Gradient w.r.t \(\text{pre\_acts}\):
\[ \nabla_{\text{pre\_acts}}\mathcal{L} = \nabla_{\text{acts}}\mathcal{L} \odot \nabla_{\text{pre\_acts}}\text{acts} \]
- \(\nabla_{\text{pre\_acts}}\text{acts}\) is a binary mask of active neurons.
Variance of \(\nabla_{\text{pre\_acts}}\mathcal{L}\):
\[ \text{Var}(\nabla_{\text{pre\_acts}}\mathcal{L}) = \text{Var}(\nabla_{\text{acts}}\mathcal{L}) \times p_\text{active} \]
- \(p_\text{active}\) is the probability that a neuron is active (approximately constant).
Dependence on Decoder Weights (\(W_\text{dec}\))
\[ \nabla_{\text{acts}}\mathcal{L} = \nabla_{\text{recon}}\mathcal{L} \times W_\text{dec}^{\top} \]
\(W_\text{dec}^{\top}\) has dimensions \(d_\text{model} \times d_\text{sae}\).
As \(d_\text{sae}\) increases, \(W_\text{dec}\) becomes larger, affecting the variance of \(\nabla_{\text{acts}}\mathcal{L}\) and consequently \(\nabla_{\text{pre\_acts}}\mathcal{L}\).
Variance of Each Element in \(\nabla_{W_\text{enc}}\mathcal{L}\)

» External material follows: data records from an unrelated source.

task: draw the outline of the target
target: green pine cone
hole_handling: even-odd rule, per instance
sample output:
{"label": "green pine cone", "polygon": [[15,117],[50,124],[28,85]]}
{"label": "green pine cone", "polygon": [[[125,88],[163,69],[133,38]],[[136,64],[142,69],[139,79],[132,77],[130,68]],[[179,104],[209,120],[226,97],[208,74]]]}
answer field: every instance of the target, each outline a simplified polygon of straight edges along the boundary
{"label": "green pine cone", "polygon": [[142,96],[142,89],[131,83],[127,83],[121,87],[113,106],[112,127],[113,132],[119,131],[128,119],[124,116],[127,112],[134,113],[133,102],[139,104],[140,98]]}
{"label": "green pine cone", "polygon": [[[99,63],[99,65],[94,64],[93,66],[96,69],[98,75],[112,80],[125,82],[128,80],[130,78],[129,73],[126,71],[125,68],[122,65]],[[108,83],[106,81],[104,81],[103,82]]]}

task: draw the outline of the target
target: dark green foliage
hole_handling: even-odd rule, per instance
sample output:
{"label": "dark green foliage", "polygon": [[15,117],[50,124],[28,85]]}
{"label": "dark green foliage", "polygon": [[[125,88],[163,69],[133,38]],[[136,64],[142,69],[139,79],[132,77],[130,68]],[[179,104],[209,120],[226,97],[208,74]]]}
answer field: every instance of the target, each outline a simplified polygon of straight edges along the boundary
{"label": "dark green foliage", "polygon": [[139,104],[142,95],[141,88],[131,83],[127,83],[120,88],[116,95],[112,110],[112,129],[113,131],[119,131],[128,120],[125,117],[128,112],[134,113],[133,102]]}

- Each element of \(\nabla_{W_\text{enc}}\mathcal{L}\) is computed as:
\[ [\nabla_{W_\text{enc}}\mathcal{L}]_{ij} = \sum_{n=1}^{\text{batch\_size}} \text{input\_acts}_{ni} \times [\nabla_{\text{pre\_acts}}\mathcal{L}]_{nj} \]
The variance of each element depends on \(\text{Var}(\text{input\_acts})\) and \(\text{Var}(\nabla_{\text{pre\_acts}}\mathcal{L})\).

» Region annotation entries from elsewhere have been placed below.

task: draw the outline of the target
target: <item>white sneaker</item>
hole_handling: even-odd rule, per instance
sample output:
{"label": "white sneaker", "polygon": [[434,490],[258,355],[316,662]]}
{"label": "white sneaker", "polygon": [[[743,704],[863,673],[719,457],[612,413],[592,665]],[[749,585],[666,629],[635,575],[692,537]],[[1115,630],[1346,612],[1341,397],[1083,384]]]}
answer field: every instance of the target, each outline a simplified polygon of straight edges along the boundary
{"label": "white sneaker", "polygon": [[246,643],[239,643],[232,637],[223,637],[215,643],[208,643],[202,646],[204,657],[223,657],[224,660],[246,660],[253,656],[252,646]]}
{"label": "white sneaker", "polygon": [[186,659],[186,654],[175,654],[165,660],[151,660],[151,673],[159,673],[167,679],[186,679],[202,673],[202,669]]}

Since \(\text{Var}(\nabla_{\text{pre\_acts}}\mathcal{L})\) increases with \(d_\text{sae}\) (due to \(W_\text{dec}\)), the variance of each element in \(\nabla_{W_\text{enc}}\mathcal{L}\) also increases with \(d_\text{sae}\).
Scaling Total Number of Elements
Total number of elements in \(\nabla_{W_\text{enc}}\mathcal{L}\) is \(d_\text{model} \times d_\text{sae}\) (derived above).
- As \(d_\text{sae}\) increases, the total number of elements increases proportionally, scaling the magnitude of the gradient.